Limits to Globalization: Geographical disruptions of capitalist development
Biography
This book provides a geographical understanding of globalizing capitalism, the economic system that has come to dominate the world over the past four centuries. What I call globalizing capitalism (‘globalizing’ because it is by no means ubiquitous notwithstanding its global influence) is often mis-named globalization. Discourses of globalizing capitalism, backstopped by neoclassical and geographical economic theory, represent it as the economic system that can enable all people and places to prosper (as long as it functions properly). Yet experience suggests otherwise: Socio-spatial inequality is remarkably persistent at every geographical scale, inequalities that have worsened during this neoliberalizing era (since the 1980s), when globalizing capitalism has come better than ever to approximate its ideal type. This book argues that a geographical perspective helps us appreciate why globalizing capitalism repeatedly fails to make good on this promise of development for all.

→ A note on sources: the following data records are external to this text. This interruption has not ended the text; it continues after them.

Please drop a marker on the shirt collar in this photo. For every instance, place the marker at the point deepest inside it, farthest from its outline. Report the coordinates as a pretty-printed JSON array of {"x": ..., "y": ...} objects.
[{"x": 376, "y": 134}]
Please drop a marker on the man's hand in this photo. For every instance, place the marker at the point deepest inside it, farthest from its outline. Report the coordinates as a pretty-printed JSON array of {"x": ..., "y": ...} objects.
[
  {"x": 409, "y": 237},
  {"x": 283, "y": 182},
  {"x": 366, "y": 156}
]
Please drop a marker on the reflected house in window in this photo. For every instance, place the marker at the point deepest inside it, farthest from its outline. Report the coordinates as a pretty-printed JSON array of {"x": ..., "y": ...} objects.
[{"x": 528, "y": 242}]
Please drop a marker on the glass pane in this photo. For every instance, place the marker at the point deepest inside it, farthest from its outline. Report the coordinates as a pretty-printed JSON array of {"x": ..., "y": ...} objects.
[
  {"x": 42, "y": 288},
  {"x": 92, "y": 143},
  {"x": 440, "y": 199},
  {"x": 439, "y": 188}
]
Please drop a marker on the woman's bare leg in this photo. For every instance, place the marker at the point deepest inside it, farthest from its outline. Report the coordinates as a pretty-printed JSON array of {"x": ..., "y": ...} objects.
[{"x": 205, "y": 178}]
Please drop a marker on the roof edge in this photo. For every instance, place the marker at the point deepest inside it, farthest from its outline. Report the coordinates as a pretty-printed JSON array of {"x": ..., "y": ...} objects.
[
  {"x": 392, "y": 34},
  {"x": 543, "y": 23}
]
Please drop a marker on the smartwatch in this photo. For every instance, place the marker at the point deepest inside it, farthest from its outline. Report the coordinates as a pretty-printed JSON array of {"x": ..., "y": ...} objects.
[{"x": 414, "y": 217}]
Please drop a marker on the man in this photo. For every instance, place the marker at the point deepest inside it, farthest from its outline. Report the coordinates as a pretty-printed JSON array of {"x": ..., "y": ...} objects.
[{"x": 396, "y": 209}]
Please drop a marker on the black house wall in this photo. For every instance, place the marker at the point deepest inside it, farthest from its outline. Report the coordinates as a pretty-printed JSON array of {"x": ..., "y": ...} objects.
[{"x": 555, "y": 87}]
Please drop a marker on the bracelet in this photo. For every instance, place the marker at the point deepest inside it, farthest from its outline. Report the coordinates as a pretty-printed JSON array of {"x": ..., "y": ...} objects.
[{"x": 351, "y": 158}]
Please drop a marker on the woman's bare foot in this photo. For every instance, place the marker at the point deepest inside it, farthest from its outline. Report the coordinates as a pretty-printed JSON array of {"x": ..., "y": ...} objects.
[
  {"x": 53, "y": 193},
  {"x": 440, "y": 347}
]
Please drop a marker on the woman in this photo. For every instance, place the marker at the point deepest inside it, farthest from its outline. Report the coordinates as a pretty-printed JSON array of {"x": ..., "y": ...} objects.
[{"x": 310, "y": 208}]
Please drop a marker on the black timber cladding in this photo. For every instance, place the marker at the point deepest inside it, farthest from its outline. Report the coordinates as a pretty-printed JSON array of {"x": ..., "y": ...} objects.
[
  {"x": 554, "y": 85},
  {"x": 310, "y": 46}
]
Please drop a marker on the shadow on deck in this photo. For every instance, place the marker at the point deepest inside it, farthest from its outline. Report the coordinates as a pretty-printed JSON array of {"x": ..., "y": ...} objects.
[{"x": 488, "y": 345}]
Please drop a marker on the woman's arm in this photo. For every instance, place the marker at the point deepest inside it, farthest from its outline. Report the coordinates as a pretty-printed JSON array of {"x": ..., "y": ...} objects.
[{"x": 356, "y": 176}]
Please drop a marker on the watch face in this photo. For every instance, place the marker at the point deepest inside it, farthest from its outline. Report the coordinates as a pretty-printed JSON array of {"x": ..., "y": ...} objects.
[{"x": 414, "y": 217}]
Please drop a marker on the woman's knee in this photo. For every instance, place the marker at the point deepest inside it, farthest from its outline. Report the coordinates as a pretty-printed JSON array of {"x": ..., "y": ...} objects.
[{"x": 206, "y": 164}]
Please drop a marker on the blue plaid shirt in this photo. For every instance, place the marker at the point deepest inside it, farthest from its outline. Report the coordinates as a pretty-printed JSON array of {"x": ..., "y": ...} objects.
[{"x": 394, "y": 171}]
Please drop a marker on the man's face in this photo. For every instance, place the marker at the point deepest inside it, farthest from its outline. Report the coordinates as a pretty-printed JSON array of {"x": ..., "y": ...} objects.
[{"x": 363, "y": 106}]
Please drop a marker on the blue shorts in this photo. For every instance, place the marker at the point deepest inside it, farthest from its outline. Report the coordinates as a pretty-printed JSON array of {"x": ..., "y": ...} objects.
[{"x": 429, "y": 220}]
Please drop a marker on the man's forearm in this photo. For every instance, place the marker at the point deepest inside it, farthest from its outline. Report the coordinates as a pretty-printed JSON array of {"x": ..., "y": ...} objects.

Economists’ understanding of the role of geography is attenuated, concluding that persistent inequality is a place-based phenomenon—people and places are poor because they do not have the right attributes. A geographical perspective, one that both takes adequate account of how capitalist economic processes co-evolve with their spatial organization and analyses how the economy co-evolves with political, cultural and biophysical processes, leads to the conclusion that globalizing capitalism tends to reproduce rather than overcome inequality. This implies that that impoverishment under globalizing capitalism is relational: the uneven, asymmetric capitalist connectivities between people and places co-produce wealth and prosperity for some people and places with poverty and precarity for others.